The Indian Institutes of Technology: A Stillborn Promise

On a visit to India during the week of December 1st I noted that the front pages of the national dailies were agog with the princely starting salaries on offer to graduating students from the elite Indian Institutes of Technology. Facebook appeared to be leading the fray with offers North of USD300 000 p.a.

 

The Indian Institutes of Technology have an entrance examination where more than a thousand young people vie for every seat. Once accepted, the student has to survive 5 years of gruelling coursework, quizzes, examinations and lab work. The reward for all this expenditure of effort and unexploited talent? Facebook.

 

This is the tragedy that India is becoming. Youngsters and seasoned bureaucrats hope that India’s much bandied-about IT sector will be a viable alternative to manufacturing-led development. There is no doubt that firms such as Tata Consultancy Services (TCS) can stand up to international competition.

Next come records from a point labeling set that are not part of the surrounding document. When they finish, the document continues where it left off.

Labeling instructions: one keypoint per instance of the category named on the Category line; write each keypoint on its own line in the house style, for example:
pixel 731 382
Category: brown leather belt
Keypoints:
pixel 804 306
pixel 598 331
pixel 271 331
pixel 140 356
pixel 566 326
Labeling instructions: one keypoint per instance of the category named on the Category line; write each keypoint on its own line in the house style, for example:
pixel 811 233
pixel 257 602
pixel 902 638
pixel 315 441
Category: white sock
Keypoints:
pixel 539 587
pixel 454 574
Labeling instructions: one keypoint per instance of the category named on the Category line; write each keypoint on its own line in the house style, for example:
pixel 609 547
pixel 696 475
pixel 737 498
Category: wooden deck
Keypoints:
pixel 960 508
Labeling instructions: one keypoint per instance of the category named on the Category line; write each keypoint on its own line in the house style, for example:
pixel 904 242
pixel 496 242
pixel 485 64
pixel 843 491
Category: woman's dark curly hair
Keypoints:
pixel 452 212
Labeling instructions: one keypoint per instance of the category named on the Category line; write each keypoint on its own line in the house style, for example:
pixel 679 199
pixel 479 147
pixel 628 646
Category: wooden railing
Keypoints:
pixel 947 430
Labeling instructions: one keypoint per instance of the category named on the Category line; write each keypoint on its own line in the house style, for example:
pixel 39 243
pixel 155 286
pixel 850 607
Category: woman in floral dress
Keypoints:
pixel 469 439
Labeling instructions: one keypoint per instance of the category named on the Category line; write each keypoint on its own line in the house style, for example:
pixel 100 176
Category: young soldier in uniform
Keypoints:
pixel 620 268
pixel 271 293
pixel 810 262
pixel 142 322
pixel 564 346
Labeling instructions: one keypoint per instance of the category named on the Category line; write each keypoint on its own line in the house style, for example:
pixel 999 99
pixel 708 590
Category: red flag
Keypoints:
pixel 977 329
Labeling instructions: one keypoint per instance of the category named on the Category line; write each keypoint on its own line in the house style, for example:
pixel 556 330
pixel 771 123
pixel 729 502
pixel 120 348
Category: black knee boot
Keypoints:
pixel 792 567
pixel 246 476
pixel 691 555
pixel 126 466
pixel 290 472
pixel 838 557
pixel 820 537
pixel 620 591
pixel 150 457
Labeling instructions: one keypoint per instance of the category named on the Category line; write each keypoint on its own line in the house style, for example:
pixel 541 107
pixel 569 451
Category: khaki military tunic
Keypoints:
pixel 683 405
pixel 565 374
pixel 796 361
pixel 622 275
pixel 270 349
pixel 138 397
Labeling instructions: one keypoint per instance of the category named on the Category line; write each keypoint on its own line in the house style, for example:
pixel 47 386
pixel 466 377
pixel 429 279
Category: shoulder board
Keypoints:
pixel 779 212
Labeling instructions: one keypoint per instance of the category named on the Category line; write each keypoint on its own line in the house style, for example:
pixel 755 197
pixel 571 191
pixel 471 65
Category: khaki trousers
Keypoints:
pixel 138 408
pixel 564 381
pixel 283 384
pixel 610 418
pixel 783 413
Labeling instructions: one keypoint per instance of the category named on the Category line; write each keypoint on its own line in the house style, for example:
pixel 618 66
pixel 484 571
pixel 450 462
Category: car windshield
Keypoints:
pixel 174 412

However, almost a quarter of a century after the launch of India’s reform agenda in 1991, a mere 3 million of India’s estimated 1.4 billion people work in IT. The technicians, managers and entrepreneurs who graduate from the IITs and turn up at the doors of TCS on their first day of work create far fewer jobs for others than had they opted to manage factories. Three decades of policy neglect have created a situation where only 10 per cent of the work force is employed in manufacturing. Contrast this with South Korea where the focus was industry-based development for the past 2 decades and fully 30 per cent of the labour force is drawn into industry.

 

There is no glossing of the fact: it is impossible that the IT firms of Bangalore, or the financial services elite in Bombay will catapult India to the ranks of Japan, Korea, Taiwan or China. This is not going to occur in the foreseeable future and this is the rub: punditry that likens India’s economic development to that of the more northerly countries is fatuous.

 

 

 

For a full treatment of Asian development and especially how Japan, Korea and Taiwan differ from Indonesia, Thailand and Malaysia, refer to ‘How Asia Works’ by Joe Studwell, (2013) Profile Books.